I told myself I wanted to trust people again, and that I missed having friends. I reached out to some of my old friends, people who had always been there but who I had missed when I was so focused on the people who left me. I reconnected with some of my high school friends who were now working in the same city as me. I made new friends too, allowing myself to move past the idea that I was unworthy of love and friendship.
I told myself I wanted to pursue my passions again. I signed up for acting classes, focusing on voice acting and improv work, having been so inspired by the voice actors in Persona 5, especially Erica Lindbeck, the English voice actress for Futaba. I had always been interested in voice acting, but after playing Persona 5, the desire to pursue a passion that would hopefully inspire people in the way that Erica’s voice acting for Futaba had done for me was stronger than ever.
I told myself that I wanted to find a job and make my own income. In August and September, once my brother’s cancer had become more stable and his hospital visits less frequent, I finally had the time and mental energy to do just that. I applied to and was hired by a number of online publications as a writer (including TheGamer!) and additionally started working as a production assistant at a casting office in New York City.
I told myself I wanted to give myself permission to have fun again. With my first paycheck, I bought myself a weekend pass to Anime NYC (which, at the time, was months away). I told myself if I could keep up the positive attitude and check off more little tasks on my own Promise List, Anime NYC could be my own finish line, like a final reward for completing the list.
When I went to Anime NYC in November, decked out in full Futaba cosplay, I remember wanting to cry. The overwhelming emotions of realizing how far I had come, standing in a convention hall with so many anime and video game fans, and knowing I would have never seen this if I had kept to my dark bedroom nearly had me in tears.
Nowadays, my brother is in remission and is doing just fine health-wise. My current circle of friends is wonderful and supportive of everything I love and do. I have an amazing job working as both a writer and in casting. I go to acting classes and auditions all the time and am currently working on my first voice over demo. And I’m happy - so freaking happy - all the time.
And I know that a huge reason for that is because of Futaba.

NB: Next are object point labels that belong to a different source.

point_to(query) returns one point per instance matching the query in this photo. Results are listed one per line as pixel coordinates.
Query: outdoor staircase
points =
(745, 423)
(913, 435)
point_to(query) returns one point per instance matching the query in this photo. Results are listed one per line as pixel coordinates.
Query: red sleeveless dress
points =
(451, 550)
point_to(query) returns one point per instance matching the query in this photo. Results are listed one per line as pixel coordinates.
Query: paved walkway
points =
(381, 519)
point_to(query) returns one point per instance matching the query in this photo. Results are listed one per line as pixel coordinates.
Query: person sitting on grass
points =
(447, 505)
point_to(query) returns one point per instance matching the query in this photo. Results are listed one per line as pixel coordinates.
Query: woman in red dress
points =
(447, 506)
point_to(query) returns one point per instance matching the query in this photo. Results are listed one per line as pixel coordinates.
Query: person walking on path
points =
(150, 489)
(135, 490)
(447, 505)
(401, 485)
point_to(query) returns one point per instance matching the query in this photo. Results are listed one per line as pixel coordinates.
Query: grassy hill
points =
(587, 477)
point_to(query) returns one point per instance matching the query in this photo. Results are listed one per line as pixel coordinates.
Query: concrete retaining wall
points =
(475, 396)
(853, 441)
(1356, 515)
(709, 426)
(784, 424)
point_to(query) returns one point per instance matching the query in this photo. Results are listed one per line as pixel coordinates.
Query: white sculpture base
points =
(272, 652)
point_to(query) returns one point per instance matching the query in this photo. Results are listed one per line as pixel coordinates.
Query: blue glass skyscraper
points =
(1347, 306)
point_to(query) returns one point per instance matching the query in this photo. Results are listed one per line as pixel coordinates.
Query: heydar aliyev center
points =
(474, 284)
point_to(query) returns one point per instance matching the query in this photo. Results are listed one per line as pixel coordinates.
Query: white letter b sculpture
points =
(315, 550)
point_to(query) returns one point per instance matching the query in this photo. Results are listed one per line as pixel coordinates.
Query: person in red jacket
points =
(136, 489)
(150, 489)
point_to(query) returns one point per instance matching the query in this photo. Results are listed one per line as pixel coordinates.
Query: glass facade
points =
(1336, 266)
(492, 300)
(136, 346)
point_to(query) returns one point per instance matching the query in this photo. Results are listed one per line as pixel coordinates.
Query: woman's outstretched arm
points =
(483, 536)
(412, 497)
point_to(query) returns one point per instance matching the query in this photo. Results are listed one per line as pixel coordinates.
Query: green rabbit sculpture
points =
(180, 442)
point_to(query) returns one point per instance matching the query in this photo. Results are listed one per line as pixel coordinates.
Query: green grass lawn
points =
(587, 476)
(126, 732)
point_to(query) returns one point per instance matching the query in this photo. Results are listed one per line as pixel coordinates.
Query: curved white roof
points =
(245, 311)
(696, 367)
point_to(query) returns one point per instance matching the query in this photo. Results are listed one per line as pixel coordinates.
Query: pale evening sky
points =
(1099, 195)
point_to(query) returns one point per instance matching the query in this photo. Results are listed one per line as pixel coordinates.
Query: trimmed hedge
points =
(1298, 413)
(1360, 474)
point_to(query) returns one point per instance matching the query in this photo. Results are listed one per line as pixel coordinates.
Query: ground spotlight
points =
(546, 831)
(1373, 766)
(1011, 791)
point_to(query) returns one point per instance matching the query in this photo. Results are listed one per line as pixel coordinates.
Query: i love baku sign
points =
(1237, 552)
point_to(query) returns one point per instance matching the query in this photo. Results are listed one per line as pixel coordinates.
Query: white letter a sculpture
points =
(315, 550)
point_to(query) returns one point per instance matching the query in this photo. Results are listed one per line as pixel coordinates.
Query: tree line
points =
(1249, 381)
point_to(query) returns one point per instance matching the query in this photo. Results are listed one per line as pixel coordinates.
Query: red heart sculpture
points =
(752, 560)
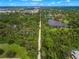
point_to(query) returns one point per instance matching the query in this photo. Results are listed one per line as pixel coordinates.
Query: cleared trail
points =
(39, 40)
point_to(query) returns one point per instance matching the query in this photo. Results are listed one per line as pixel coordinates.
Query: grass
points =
(20, 51)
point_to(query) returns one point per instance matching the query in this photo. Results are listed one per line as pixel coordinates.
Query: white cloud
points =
(36, 0)
(68, 0)
(59, 2)
(24, 0)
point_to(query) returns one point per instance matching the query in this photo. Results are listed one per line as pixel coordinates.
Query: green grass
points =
(20, 51)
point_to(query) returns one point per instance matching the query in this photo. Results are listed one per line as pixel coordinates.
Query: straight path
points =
(39, 40)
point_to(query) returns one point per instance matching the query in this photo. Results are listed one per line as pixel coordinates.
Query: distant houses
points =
(9, 10)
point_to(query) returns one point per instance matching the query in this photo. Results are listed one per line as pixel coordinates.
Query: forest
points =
(19, 34)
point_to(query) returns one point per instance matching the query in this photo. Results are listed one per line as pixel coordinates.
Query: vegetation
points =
(19, 34)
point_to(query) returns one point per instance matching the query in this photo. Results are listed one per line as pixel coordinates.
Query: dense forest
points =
(19, 34)
(58, 41)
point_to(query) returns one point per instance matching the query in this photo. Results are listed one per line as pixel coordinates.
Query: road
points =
(39, 40)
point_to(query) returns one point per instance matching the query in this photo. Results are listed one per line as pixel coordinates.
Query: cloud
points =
(36, 0)
(24, 0)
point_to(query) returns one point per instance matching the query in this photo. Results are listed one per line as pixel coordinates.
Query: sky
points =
(39, 2)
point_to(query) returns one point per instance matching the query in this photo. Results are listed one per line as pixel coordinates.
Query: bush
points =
(11, 41)
(11, 54)
(1, 51)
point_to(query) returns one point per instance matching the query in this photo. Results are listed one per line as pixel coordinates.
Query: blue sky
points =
(39, 2)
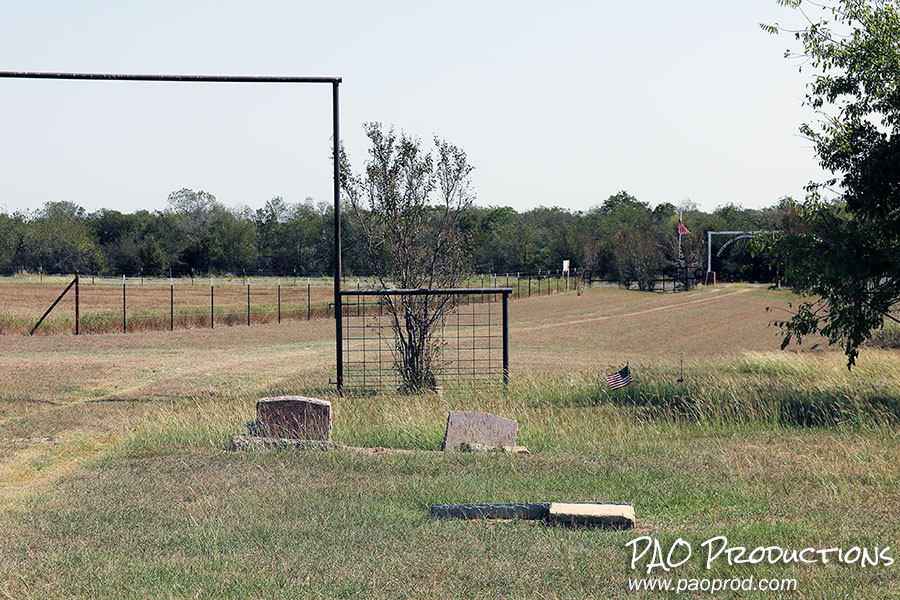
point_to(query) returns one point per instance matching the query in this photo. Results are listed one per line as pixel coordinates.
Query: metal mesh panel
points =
(469, 342)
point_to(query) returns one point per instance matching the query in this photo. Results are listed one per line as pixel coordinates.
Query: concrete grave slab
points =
(612, 515)
(469, 430)
(294, 417)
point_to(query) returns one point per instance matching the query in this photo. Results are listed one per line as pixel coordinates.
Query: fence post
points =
(124, 326)
(77, 303)
(505, 341)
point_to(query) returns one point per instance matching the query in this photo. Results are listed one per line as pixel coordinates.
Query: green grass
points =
(135, 495)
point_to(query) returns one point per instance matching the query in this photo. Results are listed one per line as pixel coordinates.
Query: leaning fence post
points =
(77, 302)
(124, 327)
(506, 340)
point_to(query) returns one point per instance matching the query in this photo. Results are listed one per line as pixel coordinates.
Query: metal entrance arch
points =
(739, 235)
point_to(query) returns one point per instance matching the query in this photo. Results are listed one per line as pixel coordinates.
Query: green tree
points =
(409, 205)
(844, 254)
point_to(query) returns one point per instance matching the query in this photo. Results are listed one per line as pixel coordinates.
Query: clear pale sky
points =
(557, 104)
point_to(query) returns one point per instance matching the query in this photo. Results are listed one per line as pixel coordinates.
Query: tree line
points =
(620, 239)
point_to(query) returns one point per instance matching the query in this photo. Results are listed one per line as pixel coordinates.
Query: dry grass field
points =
(114, 481)
(149, 306)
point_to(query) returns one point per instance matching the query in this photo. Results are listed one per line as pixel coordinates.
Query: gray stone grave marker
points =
(475, 430)
(294, 417)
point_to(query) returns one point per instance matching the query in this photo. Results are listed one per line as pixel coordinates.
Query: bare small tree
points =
(408, 204)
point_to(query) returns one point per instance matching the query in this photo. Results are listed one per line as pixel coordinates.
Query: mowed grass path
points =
(114, 482)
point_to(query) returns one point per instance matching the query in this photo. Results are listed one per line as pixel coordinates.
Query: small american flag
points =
(620, 379)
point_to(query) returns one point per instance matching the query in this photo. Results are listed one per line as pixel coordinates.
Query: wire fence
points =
(123, 304)
(466, 344)
(101, 306)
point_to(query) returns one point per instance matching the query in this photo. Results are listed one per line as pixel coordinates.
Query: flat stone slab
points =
(612, 515)
(469, 430)
(256, 443)
(504, 510)
(294, 417)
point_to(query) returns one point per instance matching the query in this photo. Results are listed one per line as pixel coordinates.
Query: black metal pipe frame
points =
(425, 292)
(334, 81)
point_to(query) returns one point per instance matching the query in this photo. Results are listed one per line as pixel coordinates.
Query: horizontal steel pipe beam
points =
(425, 291)
(181, 78)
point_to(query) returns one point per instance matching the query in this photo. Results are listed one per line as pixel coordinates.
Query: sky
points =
(556, 104)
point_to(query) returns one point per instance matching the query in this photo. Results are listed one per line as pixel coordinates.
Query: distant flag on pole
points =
(620, 379)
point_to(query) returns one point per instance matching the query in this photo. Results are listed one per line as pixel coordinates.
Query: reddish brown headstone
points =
(474, 430)
(294, 417)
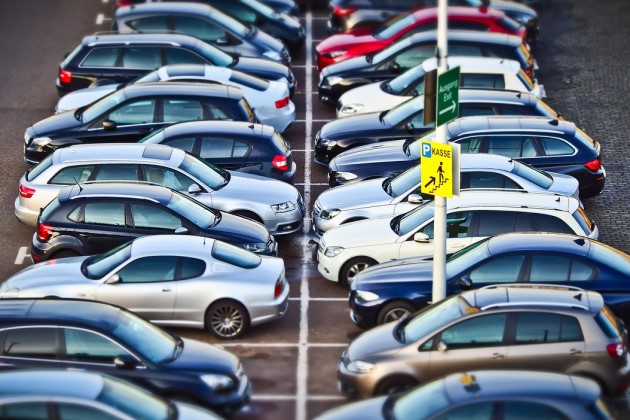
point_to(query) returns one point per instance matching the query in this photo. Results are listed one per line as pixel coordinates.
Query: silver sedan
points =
(171, 280)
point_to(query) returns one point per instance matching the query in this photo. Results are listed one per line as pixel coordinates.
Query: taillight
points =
(594, 165)
(280, 162)
(282, 103)
(26, 192)
(65, 76)
(44, 232)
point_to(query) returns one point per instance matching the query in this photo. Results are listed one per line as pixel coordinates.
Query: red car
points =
(365, 40)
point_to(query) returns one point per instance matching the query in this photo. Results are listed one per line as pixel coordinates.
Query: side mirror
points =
(422, 238)
(194, 189)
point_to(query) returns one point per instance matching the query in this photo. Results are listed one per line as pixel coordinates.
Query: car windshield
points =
(97, 266)
(403, 111)
(212, 176)
(533, 175)
(151, 342)
(431, 319)
(133, 400)
(394, 25)
(100, 107)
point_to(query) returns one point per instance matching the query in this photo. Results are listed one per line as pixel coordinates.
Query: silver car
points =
(170, 280)
(382, 197)
(276, 204)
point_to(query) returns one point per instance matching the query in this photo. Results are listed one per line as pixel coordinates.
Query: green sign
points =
(448, 96)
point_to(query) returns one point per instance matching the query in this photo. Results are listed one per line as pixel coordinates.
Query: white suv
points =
(348, 249)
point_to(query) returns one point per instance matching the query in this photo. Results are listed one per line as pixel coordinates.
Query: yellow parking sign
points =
(436, 168)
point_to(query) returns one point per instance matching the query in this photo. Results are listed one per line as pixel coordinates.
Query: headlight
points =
(332, 251)
(218, 382)
(360, 367)
(329, 214)
(283, 207)
(366, 296)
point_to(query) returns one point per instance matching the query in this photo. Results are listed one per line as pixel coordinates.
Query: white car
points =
(348, 249)
(475, 73)
(390, 196)
(269, 99)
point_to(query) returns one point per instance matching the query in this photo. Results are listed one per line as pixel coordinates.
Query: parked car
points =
(348, 249)
(382, 197)
(365, 40)
(73, 334)
(351, 14)
(534, 327)
(203, 22)
(483, 393)
(390, 291)
(270, 100)
(92, 218)
(170, 280)
(406, 121)
(237, 146)
(549, 144)
(475, 73)
(119, 58)
(129, 114)
(402, 55)
(64, 394)
(277, 205)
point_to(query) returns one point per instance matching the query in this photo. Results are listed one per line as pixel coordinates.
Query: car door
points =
(146, 286)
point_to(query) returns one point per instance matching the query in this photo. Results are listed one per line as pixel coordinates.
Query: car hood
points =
(81, 97)
(359, 194)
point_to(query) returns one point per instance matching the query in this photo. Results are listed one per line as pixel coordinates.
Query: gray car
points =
(170, 280)
(276, 204)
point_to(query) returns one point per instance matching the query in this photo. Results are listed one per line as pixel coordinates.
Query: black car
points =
(238, 146)
(92, 218)
(81, 334)
(405, 121)
(549, 144)
(120, 58)
(204, 22)
(129, 114)
(351, 14)
(388, 291)
(406, 53)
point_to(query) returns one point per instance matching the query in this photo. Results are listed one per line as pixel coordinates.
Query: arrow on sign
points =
(448, 109)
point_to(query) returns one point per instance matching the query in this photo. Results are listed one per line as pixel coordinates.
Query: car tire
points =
(394, 311)
(227, 319)
(395, 384)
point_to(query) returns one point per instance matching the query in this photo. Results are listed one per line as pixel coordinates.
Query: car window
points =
(89, 347)
(72, 175)
(542, 327)
(149, 270)
(480, 331)
(135, 112)
(503, 269)
(151, 217)
(36, 343)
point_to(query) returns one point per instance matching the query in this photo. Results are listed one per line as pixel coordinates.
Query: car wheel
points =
(394, 311)
(227, 319)
(354, 267)
(395, 384)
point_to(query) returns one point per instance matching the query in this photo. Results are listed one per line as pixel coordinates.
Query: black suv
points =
(92, 218)
(238, 146)
(122, 57)
(78, 334)
(129, 114)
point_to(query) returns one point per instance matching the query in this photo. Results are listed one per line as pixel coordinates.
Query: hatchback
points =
(534, 327)
(203, 22)
(82, 334)
(131, 113)
(92, 218)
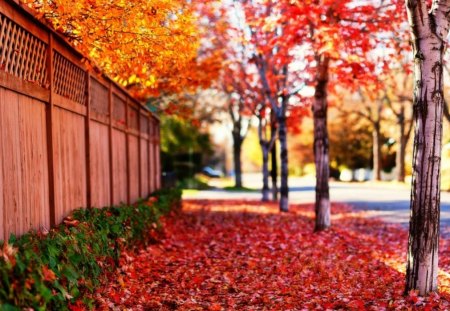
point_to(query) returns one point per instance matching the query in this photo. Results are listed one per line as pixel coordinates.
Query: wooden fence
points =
(68, 138)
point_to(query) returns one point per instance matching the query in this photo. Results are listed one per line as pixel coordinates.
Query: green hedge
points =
(48, 271)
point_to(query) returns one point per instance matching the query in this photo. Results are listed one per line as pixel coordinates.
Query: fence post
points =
(158, 156)
(149, 154)
(88, 140)
(139, 151)
(127, 147)
(49, 128)
(110, 132)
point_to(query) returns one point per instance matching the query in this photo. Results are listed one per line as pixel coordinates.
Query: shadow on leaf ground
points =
(245, 255)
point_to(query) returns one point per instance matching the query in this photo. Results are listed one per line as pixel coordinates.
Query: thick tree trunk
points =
(265, 189)
(321, 157)
(237, 150)
(429, 33)
(376, 134)
(284, 189)
(273, 156)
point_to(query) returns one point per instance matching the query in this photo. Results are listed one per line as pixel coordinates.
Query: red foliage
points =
(226, 255)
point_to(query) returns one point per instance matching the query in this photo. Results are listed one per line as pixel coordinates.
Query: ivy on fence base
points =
(49, 270)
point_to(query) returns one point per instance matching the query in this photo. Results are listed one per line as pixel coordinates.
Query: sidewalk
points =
(242, 255)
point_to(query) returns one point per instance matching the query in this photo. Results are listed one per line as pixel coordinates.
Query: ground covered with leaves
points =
(244, 255)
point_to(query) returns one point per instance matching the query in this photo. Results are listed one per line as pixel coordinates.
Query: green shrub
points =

So, I want to end this with a personalized message to the best girl:
Futaba Sakura, I hope you have a wonderful birthday. Please continue to always be your beautiful, nerdy, and unapologetically wonderful self. I know you’ll continue to inspire people like me this year, and I can’t wait to watch it all unfold. Thank you from the bottom of my heart for inspiring me during the darkest time of my life. No words could ever truly convey just how grateful I am to have met you last summer. You taught me how to love myself again - and for that, I am eternally grateful.
PS - March 31 can’t come soon enough. I miss you, and can’t wait to see you again in Persona 5 Royal.